Rez O. Lewshun said:
A squared- your supply and demand sounds fair...
How does that apply to organized labor at airlines. There are no Micheal Jordon's when flying airplanes. Either you are qualified and have the right attitude andpersonality to get hired or you don't.
There are no Derek Jeters that can command more pay for the same work as other short stops....
True, the laws of supply and demand are still at work, but to a lesser degree.
As you point out, pilots are widgets. In economic-speak, that means a comodity with no quality differentiation. If you hold an ATP and can pass a checkride every 6 months, in a lot of respects, you're just as good as any other airline pilot. There may be large differences in skill, but despite that, everone meeting the minimum qualifications is on about the same footing.
However, supply and demand is a free market phenomenon. the further and further you get from a free market the weaker the law of supply and demand. At the extreme, in a completely planned market (read socialist) , the law of supply and demand is pretty much nil.
Things like collective bargaining, contracts, and labor legislation like the railway labor act tend to move the labor market away from a pure free market, toward a socialist market. In this way the supply/demand effect is lessened. However, having said that, the Unions do work with the laws of supply and demand. One of the primary functions of a union is to artificially limit the supply of labor in a particulat labor market. The union does this in varous ways, legislation allowing union membership to be required is one way. Another way is by perpetuating the whole "scab" concept. By intimidating people by threats of blackballing, ostracization, harrasment or even bodily harm, the union is using social pressure to limit a company's free access to all potential sources of labor.

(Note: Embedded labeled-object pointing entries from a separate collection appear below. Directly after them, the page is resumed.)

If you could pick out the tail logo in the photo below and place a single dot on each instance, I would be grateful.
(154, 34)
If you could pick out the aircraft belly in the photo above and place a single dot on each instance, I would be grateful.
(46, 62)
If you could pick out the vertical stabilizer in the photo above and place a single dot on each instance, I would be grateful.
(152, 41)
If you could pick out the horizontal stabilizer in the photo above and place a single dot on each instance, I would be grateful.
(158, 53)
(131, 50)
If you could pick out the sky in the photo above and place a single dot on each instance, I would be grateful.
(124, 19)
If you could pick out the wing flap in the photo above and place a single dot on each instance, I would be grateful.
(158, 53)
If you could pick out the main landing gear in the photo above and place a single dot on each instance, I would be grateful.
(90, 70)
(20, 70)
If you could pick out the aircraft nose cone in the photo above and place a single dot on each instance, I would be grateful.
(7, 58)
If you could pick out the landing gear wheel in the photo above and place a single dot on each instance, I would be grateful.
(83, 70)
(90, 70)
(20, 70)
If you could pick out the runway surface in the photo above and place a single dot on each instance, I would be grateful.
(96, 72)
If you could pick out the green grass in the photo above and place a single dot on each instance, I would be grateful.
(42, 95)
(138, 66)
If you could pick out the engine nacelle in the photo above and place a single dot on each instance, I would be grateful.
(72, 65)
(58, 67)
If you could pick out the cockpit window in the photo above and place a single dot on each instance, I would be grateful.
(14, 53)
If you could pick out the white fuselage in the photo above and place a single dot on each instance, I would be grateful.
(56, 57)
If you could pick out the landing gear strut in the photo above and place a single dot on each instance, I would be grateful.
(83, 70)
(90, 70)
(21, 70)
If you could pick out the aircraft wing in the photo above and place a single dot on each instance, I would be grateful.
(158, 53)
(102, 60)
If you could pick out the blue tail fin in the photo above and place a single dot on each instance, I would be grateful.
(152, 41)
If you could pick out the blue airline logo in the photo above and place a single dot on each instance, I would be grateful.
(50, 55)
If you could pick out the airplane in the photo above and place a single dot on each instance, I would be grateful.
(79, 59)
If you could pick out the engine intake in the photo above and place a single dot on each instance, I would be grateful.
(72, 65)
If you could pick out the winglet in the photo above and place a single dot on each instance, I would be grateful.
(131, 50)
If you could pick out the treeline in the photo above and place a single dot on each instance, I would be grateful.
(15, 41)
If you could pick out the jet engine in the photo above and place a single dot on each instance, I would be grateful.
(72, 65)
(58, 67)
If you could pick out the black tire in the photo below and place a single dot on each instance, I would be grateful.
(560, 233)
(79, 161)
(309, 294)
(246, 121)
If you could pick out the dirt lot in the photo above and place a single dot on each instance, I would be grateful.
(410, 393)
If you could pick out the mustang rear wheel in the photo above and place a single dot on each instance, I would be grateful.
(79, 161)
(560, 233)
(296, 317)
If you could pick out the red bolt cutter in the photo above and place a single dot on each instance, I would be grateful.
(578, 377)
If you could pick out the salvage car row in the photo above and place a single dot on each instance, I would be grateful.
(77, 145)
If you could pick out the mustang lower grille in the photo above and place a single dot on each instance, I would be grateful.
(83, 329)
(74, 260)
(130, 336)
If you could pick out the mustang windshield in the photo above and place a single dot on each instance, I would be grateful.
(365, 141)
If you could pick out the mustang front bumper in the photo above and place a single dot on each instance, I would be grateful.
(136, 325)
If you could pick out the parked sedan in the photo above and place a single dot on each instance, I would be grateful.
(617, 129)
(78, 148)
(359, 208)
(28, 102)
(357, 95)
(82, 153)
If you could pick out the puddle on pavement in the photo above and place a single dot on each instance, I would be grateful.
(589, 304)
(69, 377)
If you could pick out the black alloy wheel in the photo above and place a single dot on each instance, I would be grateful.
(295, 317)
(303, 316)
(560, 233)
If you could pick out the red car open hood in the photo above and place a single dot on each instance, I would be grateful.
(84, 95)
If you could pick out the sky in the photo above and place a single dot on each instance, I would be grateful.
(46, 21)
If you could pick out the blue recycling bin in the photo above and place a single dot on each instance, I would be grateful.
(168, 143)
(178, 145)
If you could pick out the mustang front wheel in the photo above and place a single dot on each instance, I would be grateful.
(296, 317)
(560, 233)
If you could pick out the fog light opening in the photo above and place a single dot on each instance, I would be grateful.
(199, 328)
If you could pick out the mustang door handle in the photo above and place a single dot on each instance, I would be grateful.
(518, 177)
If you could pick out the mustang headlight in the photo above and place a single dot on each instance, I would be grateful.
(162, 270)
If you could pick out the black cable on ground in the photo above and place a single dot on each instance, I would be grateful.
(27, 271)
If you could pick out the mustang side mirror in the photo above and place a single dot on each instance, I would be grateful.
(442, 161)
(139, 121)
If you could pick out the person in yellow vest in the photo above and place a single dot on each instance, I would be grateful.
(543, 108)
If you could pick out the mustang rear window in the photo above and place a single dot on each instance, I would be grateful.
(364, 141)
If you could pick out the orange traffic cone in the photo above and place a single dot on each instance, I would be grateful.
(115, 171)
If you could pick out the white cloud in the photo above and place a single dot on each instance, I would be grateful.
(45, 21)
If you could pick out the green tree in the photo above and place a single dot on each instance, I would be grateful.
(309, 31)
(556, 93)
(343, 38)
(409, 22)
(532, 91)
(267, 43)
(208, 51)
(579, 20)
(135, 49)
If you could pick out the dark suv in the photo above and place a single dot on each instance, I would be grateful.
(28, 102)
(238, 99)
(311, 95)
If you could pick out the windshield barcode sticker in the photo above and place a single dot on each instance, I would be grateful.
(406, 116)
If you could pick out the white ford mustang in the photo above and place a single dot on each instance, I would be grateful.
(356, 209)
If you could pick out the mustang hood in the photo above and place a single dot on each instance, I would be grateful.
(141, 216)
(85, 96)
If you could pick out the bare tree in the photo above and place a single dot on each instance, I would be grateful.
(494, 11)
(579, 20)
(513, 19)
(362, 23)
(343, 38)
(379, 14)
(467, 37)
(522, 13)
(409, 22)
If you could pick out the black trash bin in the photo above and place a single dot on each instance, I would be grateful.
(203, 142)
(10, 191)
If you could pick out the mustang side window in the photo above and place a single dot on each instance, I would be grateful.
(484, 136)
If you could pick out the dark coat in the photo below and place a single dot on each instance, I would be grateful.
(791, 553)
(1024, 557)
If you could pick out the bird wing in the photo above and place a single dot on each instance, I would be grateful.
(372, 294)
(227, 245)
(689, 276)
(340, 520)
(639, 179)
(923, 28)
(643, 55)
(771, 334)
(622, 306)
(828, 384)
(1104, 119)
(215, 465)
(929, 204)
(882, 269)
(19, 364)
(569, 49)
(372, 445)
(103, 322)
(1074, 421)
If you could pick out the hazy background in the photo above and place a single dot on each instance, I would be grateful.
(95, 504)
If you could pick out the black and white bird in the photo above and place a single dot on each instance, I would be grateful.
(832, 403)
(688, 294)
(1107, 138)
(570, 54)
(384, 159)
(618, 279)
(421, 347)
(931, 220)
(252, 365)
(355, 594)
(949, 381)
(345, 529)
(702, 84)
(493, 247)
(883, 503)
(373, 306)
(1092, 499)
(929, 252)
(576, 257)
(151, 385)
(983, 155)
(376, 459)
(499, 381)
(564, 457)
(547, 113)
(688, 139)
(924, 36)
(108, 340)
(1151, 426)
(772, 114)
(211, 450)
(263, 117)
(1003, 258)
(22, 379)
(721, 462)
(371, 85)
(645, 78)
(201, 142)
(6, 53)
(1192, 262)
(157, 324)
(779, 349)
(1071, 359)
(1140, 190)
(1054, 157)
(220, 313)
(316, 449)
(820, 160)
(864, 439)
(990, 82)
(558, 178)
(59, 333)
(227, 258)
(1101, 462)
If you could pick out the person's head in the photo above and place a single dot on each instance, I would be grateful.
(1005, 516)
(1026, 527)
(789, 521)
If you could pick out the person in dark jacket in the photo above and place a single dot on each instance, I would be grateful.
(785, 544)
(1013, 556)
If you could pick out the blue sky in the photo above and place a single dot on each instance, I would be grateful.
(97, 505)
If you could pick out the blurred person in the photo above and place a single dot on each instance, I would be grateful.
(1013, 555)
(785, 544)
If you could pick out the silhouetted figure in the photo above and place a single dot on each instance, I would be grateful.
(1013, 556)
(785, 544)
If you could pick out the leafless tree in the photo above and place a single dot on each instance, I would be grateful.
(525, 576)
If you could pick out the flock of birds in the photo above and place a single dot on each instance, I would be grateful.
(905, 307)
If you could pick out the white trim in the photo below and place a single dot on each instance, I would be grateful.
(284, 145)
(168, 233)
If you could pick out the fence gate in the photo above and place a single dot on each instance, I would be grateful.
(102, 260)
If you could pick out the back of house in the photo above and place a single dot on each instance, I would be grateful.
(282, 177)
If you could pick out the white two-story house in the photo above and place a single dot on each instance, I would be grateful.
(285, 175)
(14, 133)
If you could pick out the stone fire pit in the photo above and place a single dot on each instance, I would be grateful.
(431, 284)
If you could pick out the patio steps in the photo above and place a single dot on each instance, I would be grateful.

Whatever your thoughts are on the scab issue, that is what is going on; limiting the supply of labor to a particular labor market to make that labor market more favorable to the laborer through the laws of supply and demand.
Let's say that there was no railway labor act, that airlines were not bound to contracts, and there is no social stigma attatched to being a scab. The unions would have lost almost all of thier power to limit the supply of pilot labor to an airline. Tha airlines would have a much freer access to the the pilot populations at large. If the union (if it even existed) wasn't happy and threatened a strike, so what? it would be an inconvenience as there would be some training costs associated with replacing the striking workers, but after all the new hires (who without the social stigme associated with being a scab would be lining up in droves) were on line, life would go on at the airline. With that sort of unlimited access to the pilot labor pool, I think you'd find pilot compensation would tend to be much lower.